Say "pike" to Alaskans, and they're likely to think of a big swift fish easily found--but not so easily caught--in northern lakes. Say "pike" to Australians, and they're likely to think only of ancient weaponry--unless they pay keen attention to ichthyological developments Down Under. A member of the pike family of fishes has turned up in Australia's southwestern corner, according to "Geo," a quarterly journal reminiscent of "National Geographic" but devoted to the region extending from southeast Asia through the South Pacific islands.

The relationship isn't obvious. A good-sized northern pike may be the size of a big man's leg; the Australian variety wouldn't exceed his finger. It's slow moving, seems to lack its northern cousin's ferocity, and even appears to blush.

The fish has had plenty of time to develop some peculiarities. The last time the northern and southern branches of the pike clan, technically the Esocoidei, could have hung out together is earlier than 200 million years ago.
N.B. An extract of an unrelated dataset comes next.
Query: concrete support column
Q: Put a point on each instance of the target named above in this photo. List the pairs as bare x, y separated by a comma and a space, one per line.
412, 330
By then the supercontinent of Pangaea had pretty well come apart, severing any connection that a protopike could traverse between what eventually would become Australia and North America-Eurasia.

Perhaps because no other member of the Esocoidei has been found in the Southern Hemisphere, this little fish was assigned to another group when it was first described in scientific literature. (That was only in 1961; Australia, like Alaska, has a lot of territory but few scientists.) Yet the more thoroughly researchers studied this fish, the more convinced they became that some of its structural features inescapably assigned it to the Esocoidei.

Pike kin it may be, but pikelike it isn't. It isn't even very fishlike. Its common name is salamander fish. It is roughly eel-shaped, but has a neck and can breathe air.

When their home creeks dry up in Western Australia's hot and rainless summers, salamander fish hunker down under streambed debris or rocks. If they can't find an adequate shelter, they dig one, burrowing straight down into the sandy bottoms of pools. When its tail is just below the surface, a salamander fish makes a sharp U-turn with the help of its flexible neck. It digs back upward, front half nearly parallel to back half, until its head is alongside its tail.

Hunkered down or dug in, a salamander fish surrounds itself with a mucus sheath that helps retain moisture. Its metabolism slows, and it goes into aestivation, the hot-weather parallel to hibernation. The scant energy it needs to stay alive for several weeks or even several months in this comatose condition comes from a keel of fat laid down along its belly during the good wet times.

The oxygen it needs comes from the atmosphere. Salamander fish have well-developed internal air sacs lying near their gills. These sacs are packed with a network of fine blood vessels that offer a large surface area for gas exchange. (That is, the air-sac structures

operate much like lungs, efficiently and quickly exchanging carbon dioxide in the bloodstream with oxygen from the outside air.) The blood vessels are what give the little fish its characteristic flushed-cheek look.

The rosy cheeks can be especially striking when the fish ends its aestivation and wriggles free of its burrow. That shift back to wakefulness may be nearly the fastest thing a normally slow-moving salamander fish does. It's up and swimming within a minute after water again covers its hiding place.

The "Geo" article said nothing about the edibility of salamander fish, and offered only oblique and rather negative comments about its fightin' style: "occupies its restricted habitat in a state of semi-torpor, generally lying low, propped on its elegant pelvic fins." Not what we expect here from northern pike. Ah well; every family has its misfits.